In case Washington D.C. was not enough of a circus, Bravo has announced that The Real
Housewives, its hit docu-series following aging boob jobs
and catfights, is gearing up to develop the next segment of the show in
the nation’s capital. Just what the world needs to know about women in
Washington, right as President Obama nominates Sonia Sotomayor, the
first Hispanic woman to the Supreme Court.
Frances Berwick, executive
vice president of Bravo Media, said that to reflect D.C., the network is
looking to cast “influential players, cultural connoisseurs, fashion
sophisticates and philanthropic leaders."
Historically, that
has translated into following bored, over-tanned women who drop
insightful gems like,
“I want to get breast
implants, but my husband, he’s more of an ass guy'' or explain that she
does not mind her husband opening a strip club as long as it’s ''a
respectable strip club.''
Not that any of it
would be a particular surprise – greed, power and dead hookers are as
much a part of the D.C. culture as bad traffic and security clearances.
Until now, however, the American people had the right to be outraged,
thinking that this is the exception to the rule – that the people
running the country aren’t all like that, those are the exceptions that
prove our family values and patriotic devotion.
Real Housewives
is bound to make a pretty penny making a spectacle of how wrong we were
to think so. In a statement, Bravo said that it is looking for “those
women who have their pulse on the most important cultural events,
political galas, gallery openings and fundraisers in Washington society.

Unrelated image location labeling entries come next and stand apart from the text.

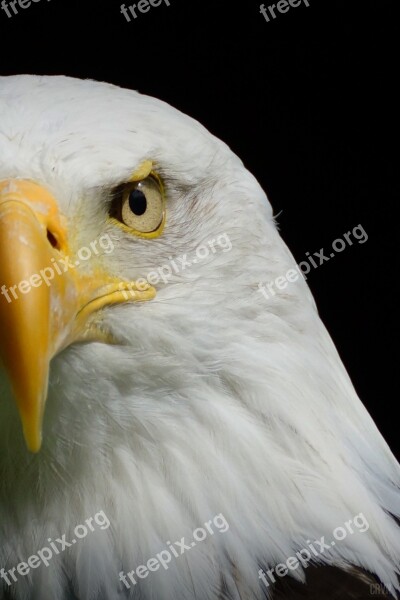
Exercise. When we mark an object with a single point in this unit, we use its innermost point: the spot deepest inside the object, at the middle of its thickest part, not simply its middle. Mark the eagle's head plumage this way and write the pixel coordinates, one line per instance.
(149, 378)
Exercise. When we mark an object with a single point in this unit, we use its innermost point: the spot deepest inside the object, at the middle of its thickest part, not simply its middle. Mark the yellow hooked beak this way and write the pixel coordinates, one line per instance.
(46, 302)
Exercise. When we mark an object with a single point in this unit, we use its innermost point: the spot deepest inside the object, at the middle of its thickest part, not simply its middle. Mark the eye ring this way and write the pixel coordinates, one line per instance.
(140, 208)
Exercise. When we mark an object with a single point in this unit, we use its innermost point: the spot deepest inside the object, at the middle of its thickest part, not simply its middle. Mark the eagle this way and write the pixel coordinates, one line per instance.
(166, 431)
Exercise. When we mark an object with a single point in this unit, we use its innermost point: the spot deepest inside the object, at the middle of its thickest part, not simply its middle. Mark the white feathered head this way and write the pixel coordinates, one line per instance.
(153, 380)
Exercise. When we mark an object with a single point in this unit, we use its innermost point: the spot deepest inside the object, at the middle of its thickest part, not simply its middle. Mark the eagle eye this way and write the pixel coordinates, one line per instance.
(140, 206)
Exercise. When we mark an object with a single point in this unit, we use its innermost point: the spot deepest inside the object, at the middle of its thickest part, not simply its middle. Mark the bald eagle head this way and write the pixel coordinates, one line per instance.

These leading members of D.C. society are in the know and comfortable
discussing everything from the economy to high fashion. They are the
talk of the town in the most powerful city in the world."
In other words: Bored, rich and in need of the attention
their policy-making, globe-trotting husbands are not giving them. The
only D.C. housewife that is worth following around is promoting J.Crew,
raising two young daughters and attending official engagements around
the world. Sorry Bravo, but besides a questionable outfit or two, none
of your kind of material at 1600 Pennsylvania Ave.
Then again, the floodgates to finding publicity through
deplorable behavior, often while taxpayers have been footing the bill,
have already been opened.
Everyone’s favorite hockey mom got a makeover that became
talk of the nation, almost drowning out her brilliant policy proposals.
Now her daughter is posing on the cover of People Magazine
sporting a graduation cap and gown with her out-of-wedlock baby.
When I was in high school, getting knocked up was not a good
thing. But as more and more women Bravo calls "the people who rub elbows
with the most prominent people in the country and easily move in the
city's diverse political and social circles" find scandal to be the best
way to get our attention, appreciating women like Sotomayor – as women,
not merely litigators – is not likely.